# Compatibles

## docrog

Bonjour,

Je compte acheter clavier-souris Cherry DW 9000 Slim et malgré mes demandes auprès de la société

et autres vendeurs je n'obtiens pas de réponse sur la compatibilité du sus-dit matériel

avec Gentoo ou autre distribution Linux (Linux Mint par exemple).

Pouvez-vous, SVP, me renseigner ?

Merci

----------

## xaviermiller

Moved from Kernel & Hardware to French.

----------

## Syl20

A priori, il n'y a pas de raison pour que ça ne fonctionne pas. Du moins la partie standard : clavier 105 touches et souris deux boutons + molette.

Ces périphériques sont la plupart du temps détectés comme des claviers et souris USB classiques. La gestion du bluetooth est masquée par défaut. Si par contre tu veux te servir du module bluetooth en tant que tel, pour appairer d'autres périphériques, il y a un peu plus de boulot.

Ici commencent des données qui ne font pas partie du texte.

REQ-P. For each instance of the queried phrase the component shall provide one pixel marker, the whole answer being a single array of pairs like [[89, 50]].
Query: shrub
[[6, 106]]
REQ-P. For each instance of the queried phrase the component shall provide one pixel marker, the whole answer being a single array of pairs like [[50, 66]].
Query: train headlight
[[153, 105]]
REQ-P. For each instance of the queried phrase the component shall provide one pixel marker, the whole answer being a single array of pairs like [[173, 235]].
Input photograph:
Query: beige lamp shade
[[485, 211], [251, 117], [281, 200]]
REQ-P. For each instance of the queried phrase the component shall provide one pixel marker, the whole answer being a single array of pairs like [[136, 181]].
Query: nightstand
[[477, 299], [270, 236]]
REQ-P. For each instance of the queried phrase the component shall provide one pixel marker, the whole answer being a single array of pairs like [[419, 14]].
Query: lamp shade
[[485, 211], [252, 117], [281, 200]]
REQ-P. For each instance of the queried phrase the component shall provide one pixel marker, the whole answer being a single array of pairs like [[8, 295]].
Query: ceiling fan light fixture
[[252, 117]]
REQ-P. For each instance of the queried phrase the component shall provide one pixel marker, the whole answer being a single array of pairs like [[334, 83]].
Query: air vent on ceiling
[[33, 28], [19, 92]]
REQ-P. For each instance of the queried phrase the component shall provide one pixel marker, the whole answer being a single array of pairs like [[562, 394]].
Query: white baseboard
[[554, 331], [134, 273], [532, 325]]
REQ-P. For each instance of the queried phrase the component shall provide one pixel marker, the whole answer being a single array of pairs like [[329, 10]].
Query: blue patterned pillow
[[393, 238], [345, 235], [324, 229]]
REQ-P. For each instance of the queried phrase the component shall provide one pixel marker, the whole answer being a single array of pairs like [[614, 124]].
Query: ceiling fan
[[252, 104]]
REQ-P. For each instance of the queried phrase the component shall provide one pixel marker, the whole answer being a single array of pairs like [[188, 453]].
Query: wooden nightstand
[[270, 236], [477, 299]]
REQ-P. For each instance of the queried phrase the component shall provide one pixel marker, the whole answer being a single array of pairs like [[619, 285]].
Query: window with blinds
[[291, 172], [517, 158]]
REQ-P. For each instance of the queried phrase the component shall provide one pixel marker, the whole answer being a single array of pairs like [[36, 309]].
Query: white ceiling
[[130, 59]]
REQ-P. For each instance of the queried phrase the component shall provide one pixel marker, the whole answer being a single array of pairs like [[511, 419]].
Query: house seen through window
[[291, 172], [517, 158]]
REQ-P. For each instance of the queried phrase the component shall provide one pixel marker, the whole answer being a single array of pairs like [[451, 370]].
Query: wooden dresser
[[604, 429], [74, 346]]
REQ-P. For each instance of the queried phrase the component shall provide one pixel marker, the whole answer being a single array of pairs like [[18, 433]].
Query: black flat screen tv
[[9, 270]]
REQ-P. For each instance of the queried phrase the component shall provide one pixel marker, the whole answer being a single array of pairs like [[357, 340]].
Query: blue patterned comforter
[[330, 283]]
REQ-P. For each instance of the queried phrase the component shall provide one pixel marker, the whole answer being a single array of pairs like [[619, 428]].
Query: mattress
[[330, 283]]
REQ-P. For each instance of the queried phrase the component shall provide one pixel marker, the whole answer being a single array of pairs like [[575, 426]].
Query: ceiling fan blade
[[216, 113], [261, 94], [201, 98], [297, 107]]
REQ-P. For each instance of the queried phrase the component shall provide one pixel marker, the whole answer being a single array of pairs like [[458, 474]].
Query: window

Certaines fonctionnalités pourraient nécessiter une configuration spécifique (encore que...) :

- les touches dites "multimédia" sur le clavier,

- les boutons supplémentaires de la souris,

- la remontée d'informations sur l'état de charge des batteries.

----------

## docrog

Merci pour la réponse.

La société Cherry m'a confirmé la compatibilité avec Linux.

Amitiés

----------